The global pharmaceutical industry is currently volatile, with many opportunities but also several potential setbacks. The market is expected to continue to grow in 2017, with new clinical advancements and a growing need for medicine as the middle class expands in developing countries and the global population ages. However, the high prices of many drugs remain a point of contention in the market, and generic products are a significant source of competition. Companies will have to keep these factors in mind over the coming years.
The growing healthcare industry
The pharmaceutical market is expected to be worth $810 billion in 2017 according to estimates by Euler Hermes, which will be an increase from $780 billion in 2016. Healthcare spending as a whole is currently rising, and will likely continue to do so over the next several years. Many countries are working to expand access to healthcare and provide universal coverage for their citizens. Also, the growing middle class in many emerging economies means that more people can afford medicine and related expenses, when before this would have been more of a luxury. While there are challenges to implementing public healthcare systems, progress is nevertheless being made in many areas.
Mergers and acquisitions (M&A) will continue to rise among pharmaceutical companies. As research and development (R&D) is expensive and requires specific expertise, many organizations are opting to acquire other companies to expand their reach. Aside from gaining knowledge and products in new areas, buying another company is also an easy way to enter a new market. M&A provide a faster, less resource-intensive, and less risky way of growing and meeting new demands. As competition increases, large companies will increasingly seek deals with smaller, more agile ones to keep up with the market.
High drug prices driving demand for generic options
There are a few threats and challenges to the market, however. There is growing concern over pharmaceutical prices, and many consumers see the cost of patented drugs to be far too high. Several governments are placing limits on the cost of drugs and of their health programs, and are attempting to make healthcare more accessible. In line with this, generic drugs constitute significant competition, as they are easier for public healthcare programs and for individuals to afford. As patents expire, sales of those branded drugs are likely to take a hit. Drug makers will need to keep an eye on these factors and look for ways to compensate for them.
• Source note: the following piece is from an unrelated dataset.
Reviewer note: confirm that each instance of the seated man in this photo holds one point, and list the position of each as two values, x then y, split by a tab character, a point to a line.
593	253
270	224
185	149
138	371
What is a threat for some companies, of course, can be an opportunity for others. Patent expiry and the demand for cheaper drugs opens up space for other companies to enter the market and to grow. Innovation remains valuable, especially as larger companies choose to forgo it in favor of acquiring others. Also, developing new drugs will help offset the expiry of old patents, and advancements in the field of oncology should bring new products in the near future.
Despite challenges around prices and economic uncertainty, the global pharmaceutical market will continue to grow over the next year and into the future. M&A will be a prominent strategy, and demand will rise as healthcare programs develop around the world. Innovation and affordability are two strategies with strong potential, and drug makers will need to balance the two in order to succeed in the market.